De hecho, sería descabellado pensar que fue distribuyendo sus criaturas por todo el universo de una manera irreflexiva, como el que saca objetos de un baúl… La Providencia divina lo dispuso todo con armoniosísima jerarquía, tomando como arquetipo y piedra angular de esa construcción su obra más perfecta: Nuestro Señor Jesucristo. En un orden lógico —pero no cronológico, pues para Dios todo es presente—, «en Él fueron creadas todas las cosas: celestes y terrestres, visibles e invisibles. Tronos y dominaciones, principados y potestades; todo fue creado por Él y para Él» (Col 1, 16).
Siendo así, bien podemos imaginar con qué extremos de desvelo el divino Artífice providenció cada uno de los detalles que rodearían la Encarnación de su Unigénito. Para dar a luz a su Hijo, el Padre eterno escogió a la mejor de todas las madres; y para protegerlo, al más santo de todos los padres. Para que redimiera al mundo, eligió la plenitud de los tiempos; y para anunciar a la Santísima Virgen y, a través de Ella, a la Historia entera, la augustísima noticia de ese nacimiento, envió, sin sombra de duda, al más sublime mensajero: el arcángel San Gabriel.
Premiado por su amor y sumisión
La teología nos dice que los espíritus celestiales recibieron de Dios una revelación misteriosa acerca del plan de la Creación, cuya aceptación o rechazo los dividió y desencadenó una gran batalla en el Cielo, en la cual los ángeles rebeldes fueron arrojados al infierno (cf. Ap 12, 7-9).
Algunos autores afirman que en esa prueba el Señor «les dio una noción previa de la Encarnación y les pidió que adoraran al Hombre Dios. Sin embargo, el Verbo divino no les habría sido presentado en toda su gloria y poder, sino envuelto en los humanos velos de la pobreza, del sufrimiento y de la humillación. Otra corriente teológica, con el respaldo de numerosos santos y doctores, sostiene que esa no fue la única prueba. A la adoración de Cristo acrecientan la aceptación de María Santísima como Madre de Dios y Reina de los ángeles y de todo el universo».1 Con cada acto de sumisión a los designios del Altísimo, los espíritus fieles contemplaban un nuevo aspecto de sus misiones, hasta que, de claridad en claridad, alcanzaron el auge del esplendor para el cual habían sido creados.

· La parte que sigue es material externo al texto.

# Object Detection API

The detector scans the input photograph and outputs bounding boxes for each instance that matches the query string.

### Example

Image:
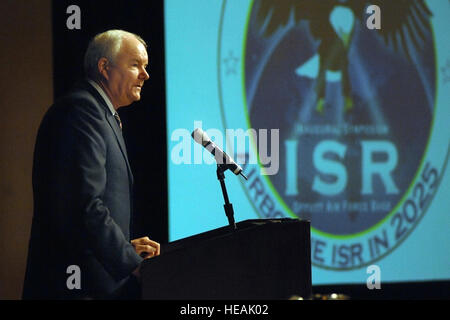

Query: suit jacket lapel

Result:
[79,80,134,186]
[105,111,134,186]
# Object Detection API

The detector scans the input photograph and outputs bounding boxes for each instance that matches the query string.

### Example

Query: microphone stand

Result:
[216,164,237,230]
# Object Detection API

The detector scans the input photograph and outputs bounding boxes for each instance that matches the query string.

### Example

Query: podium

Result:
[140,218,311,299]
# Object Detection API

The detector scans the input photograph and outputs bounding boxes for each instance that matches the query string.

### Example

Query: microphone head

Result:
[191,127,245,178]
[191,128,210,147]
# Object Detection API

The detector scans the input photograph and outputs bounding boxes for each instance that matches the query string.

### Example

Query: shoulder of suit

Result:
[50,82,109,121]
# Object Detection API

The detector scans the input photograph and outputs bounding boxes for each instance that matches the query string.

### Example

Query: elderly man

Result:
[23,30,160,299]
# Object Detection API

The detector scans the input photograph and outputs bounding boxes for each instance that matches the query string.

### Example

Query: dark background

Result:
[52,0,169,243]
[0,0,168,299]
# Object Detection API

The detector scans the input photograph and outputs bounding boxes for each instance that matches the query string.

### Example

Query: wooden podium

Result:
[140,218,311,299]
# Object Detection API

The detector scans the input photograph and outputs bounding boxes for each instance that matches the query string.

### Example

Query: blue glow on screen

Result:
[164,0,450,285]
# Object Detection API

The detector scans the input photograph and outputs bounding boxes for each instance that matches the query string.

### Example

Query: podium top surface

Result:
[159,218,309,255]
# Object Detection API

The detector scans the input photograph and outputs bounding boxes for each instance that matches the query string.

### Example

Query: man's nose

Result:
[140,67,150,80]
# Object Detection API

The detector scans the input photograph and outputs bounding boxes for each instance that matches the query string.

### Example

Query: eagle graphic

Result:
[255,0,433,114]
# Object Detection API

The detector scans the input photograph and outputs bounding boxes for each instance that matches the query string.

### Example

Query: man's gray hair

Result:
[84,29,147,81]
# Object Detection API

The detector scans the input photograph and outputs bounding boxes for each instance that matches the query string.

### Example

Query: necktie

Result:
[114,112,122,130]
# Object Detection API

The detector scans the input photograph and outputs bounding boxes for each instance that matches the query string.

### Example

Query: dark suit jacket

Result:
[23,80,143,299]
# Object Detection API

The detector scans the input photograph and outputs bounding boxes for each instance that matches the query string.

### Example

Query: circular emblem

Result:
[218,0,449,270]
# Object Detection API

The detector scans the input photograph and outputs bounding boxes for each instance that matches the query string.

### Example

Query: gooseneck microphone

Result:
[191,128,247,180]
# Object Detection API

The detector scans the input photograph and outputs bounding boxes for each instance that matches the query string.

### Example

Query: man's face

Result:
[104,36,149,108]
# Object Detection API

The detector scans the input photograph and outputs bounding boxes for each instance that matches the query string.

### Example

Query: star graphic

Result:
[441,59,450,83]
[223,50,239,76]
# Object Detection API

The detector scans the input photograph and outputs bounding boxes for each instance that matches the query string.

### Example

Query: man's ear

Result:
[98,57,110,80]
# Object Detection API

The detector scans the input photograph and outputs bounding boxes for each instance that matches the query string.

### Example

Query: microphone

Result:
[191,128,247,180]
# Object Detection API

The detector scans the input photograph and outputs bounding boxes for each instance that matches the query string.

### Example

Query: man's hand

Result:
[131,237,160,279]
[131,236,161,259]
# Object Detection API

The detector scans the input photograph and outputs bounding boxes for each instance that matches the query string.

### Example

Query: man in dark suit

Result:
[23,30,160,299]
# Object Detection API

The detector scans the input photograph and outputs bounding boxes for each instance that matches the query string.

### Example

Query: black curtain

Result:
[51,0,168,243]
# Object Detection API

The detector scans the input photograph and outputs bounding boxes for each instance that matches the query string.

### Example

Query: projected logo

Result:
[218,0,449,270]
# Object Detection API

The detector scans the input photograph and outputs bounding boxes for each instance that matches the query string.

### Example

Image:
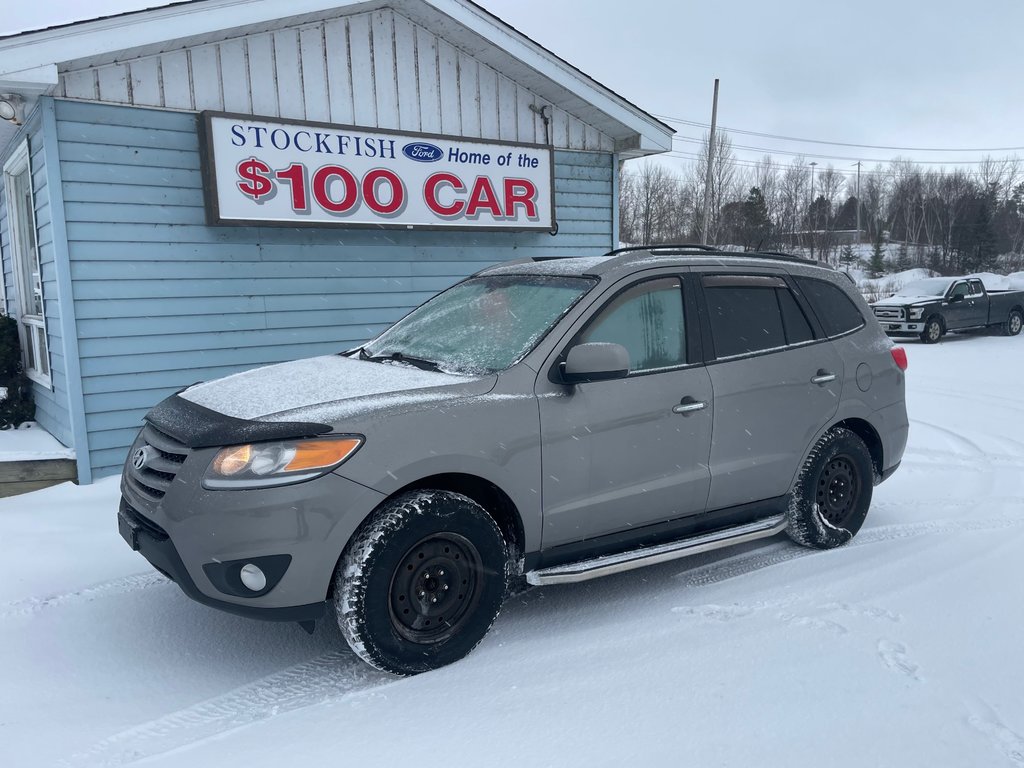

En el gran combate celestial, San Gabriel brilló ciertamente como nadie por su amor entusiasta e incondicional a la revelación sobre Nuestra Señora, pues recibió como premio un encargo de incomparable importancia con relación a Ella: debía representar al propio Dios ante la Reina del universo —por consiguiente, también su Soberana— y rogarle su consentimiento de ser la Madre del Mesías. «Revelarle María a María, por lo tanto, prestarle ese insigne servicio, es un acto de suprema nobleza, que estableció un vínculo muy especial entre el arcángel y Nuestra Señora. Se convirtió en una especie de profeta, que le indicó a la Santísima Virgen cómo sería toda su vida y misión».2
Íntima convivencia con la Reina de los ángeles
Mientras todos los ángeles se preguntaban «Quæ est ista?» (Cant 6, 10), San Gabriel conocía el plan de Dios con respecto a Nuestra Señora y guardaba un deseo fascinante de entrar en contacto con Ella para manifestarle, de alguna forma, ese amor divino que flotaba sobre su persona y que él, en los comienzos de la Creación, había contemplado.
Además, la misión del arcángel le exigía convivir con María desde los primeros momentos de su existencia. Era necesario que analizara sus actitudes, su modo de pensar, sus movimientos interiores, para que, llegada la gran hora de representar al divino Espíritu Santo, pudiera entregarle el mensaje de una manera bella, atrayente y santamente diplomática, de suerte que moviera el corazón de María, en su humildad perfectísima, a decir «sí». Entonces, debe haberse establecido entre ambos una relación a la manera de la que tiene un ángel de la guarda con su custodiado.3
Nos lo podemos imaginar en el nacimiento de Nuestra Señora, tomándola en sus brazos, cubriéndola con sus alas y demostrándole el desvelo de un verdadero padre; desvelo éste que se manifestaría, principalmente, en el período en que Ella estuvo en el Templo en ausencia de sus progenitores, San Joaquín y Santa Ana. Y en los momentos en los que la Virgen, por ser una criatura sublimísima, se veía rechazada por quienes la rodeaban o cuando se sentía inexplicable a sí misma por no comprender su propia grandeza, también San Gabriel habría estado junto a Ella, iluminándola, reconfortándola.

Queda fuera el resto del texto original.